Nobody wants to hear it.
Not Russell Wilson. Not, at least, while the Seahawks quarterback was getting sacked a half-dozen times and getting hit more than twice that amount in his most recent game.
Not coaches. For them, excuses are inexcusable.
And not you. Not while watching the inconsistency of Seattle’s maligned, low-cost offensive line mar the NFC West champions’ entry into the playoffs.
People don’t want to hear that rookie Germain Ifedi has been in a spot he’s never played before this fall.
“Just learning how to play the guard position again,” he said at his locker Thursday before the Seahawks’ final full practice of the regular season. “I’ve never played guard in an offense like this, or really any type of pro-style offense.”
It has shown. His inconsistency mirrors that of the line — and the entire Seahawks offense.
In last weekend’s home loss to Arizona, the Cardinals stormed free past the right guard and his fellow blockers for five sacks in the first half. The Seahawks ran 10 plays inside the Arizona 10-yard line without scoring a touchdown. Malfunctions piled on top of each other.
In the second half, the Seahawks (9-5-1) allowed one sack — and scored 28 of their 31 points. They rallied improbably into a tie late before losing on a Cardinals’ final-play field goal.
On Thursday, Seattle’s No. 1 draft choice was asked how he assesses his debut season.
“Just learning all the ins and outs of playing guard,” Ifedi said after a moment of thought, “and getting used to how NFL D-tackles play.”
On Sunday, Ifedi will make his 13th consecutive start at right guard, at San Francisco (2-13). The 49ers defense is ranked last in the NFL in rushing yards, passing yards and points allowed.
Before this season, Ifedi was a right tackle for the final two of his three years in Texas A&M’s wild, no-huddle, spread offense. He was the right guard once, as a freshman three years ago. He blocked for A&M’s Heisman Trophy-winning quarterback Johnny Manziel.
After drafting Ifedi in the first round at 31st overall last spring, veteran line coach Tom Cable and the Seahawks moved him back to guard in May’s first minicamp.
On Wednesday, Cable raised more than an eyebrow when he said Ifedi has been “fairly dominant” recently. Perhaps nobody else on God’s green earth has used those words for a member of Seattle’s offensive line this season.
Cable mentioned Ifedi’s need to eliminate false-start penalties. Ifedi has had four of those in the last two games, including three in the win over Los Angeles on Dec. 15.

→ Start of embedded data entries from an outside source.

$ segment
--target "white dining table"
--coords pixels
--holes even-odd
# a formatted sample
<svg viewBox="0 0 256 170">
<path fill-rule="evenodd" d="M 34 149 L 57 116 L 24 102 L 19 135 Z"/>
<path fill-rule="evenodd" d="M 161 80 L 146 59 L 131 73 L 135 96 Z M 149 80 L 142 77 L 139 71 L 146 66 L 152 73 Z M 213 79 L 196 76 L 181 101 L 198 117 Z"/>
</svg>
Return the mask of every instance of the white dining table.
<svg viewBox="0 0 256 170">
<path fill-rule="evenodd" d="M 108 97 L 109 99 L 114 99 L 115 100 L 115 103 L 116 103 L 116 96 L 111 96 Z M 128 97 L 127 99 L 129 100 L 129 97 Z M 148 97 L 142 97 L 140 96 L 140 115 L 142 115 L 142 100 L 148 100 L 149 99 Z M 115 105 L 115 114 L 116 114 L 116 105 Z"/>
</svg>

He has seven flags this season, including one for unsportsmanlike conduct while scrapping after a play on Oct. 23 at Arizona. That was reminiscent of training camp. Ifedi fought almost daily after whistles with Seahawks veteran defenders, most often Pro Bowl defensive end Michael Bennett.
Those summer practices seem like decades ago. How does Ifedi feel he’s done since overcoming a high-ankle sprain that cost him the season’s first three games?
“It’s been good,” he said. “I think we’ve had some moments, communication moments. Getting presnap penalties out of there.”
“Overall, it’s been good. I’ve been pleased with what I’ve been able to do as the season’s gone on. I think the potential is there to be really good. It’s just, I’ve got to find the consistency and I think I’ll be fine.”
Cable’s assessment of Ifedi’s play may not have been all that surprising: What else is the coach going to say in Week 17? What else can he do but portray hope and confidence in what he has? His team is heading into the postseason with the line not about to change, and Ifedi not going anywhere but into his first NFL playoffs in the same spot he’s been all season.
Cable’s words came in response to being asked if the Seahawks might move Ifedi to tackle in the future.
“Not right now,” Cable said.
“Most of the last few weeks he’s been fairly dominant. I don’t know, when you really break it down on film what I want to take out is some false starts. I think that’s the part to me that is negative. In terms of how he’s knocking people off the ball and finishing and those sorts of things, it’s pretty good.”
The Seahawks may or may not see Ifedi as a tackle in the far future. For now, it’s certainly not Ifedi’s place to voice an opinion.
“It just depends where they want me to play,” he said. “I’m a guard until they say I’m not.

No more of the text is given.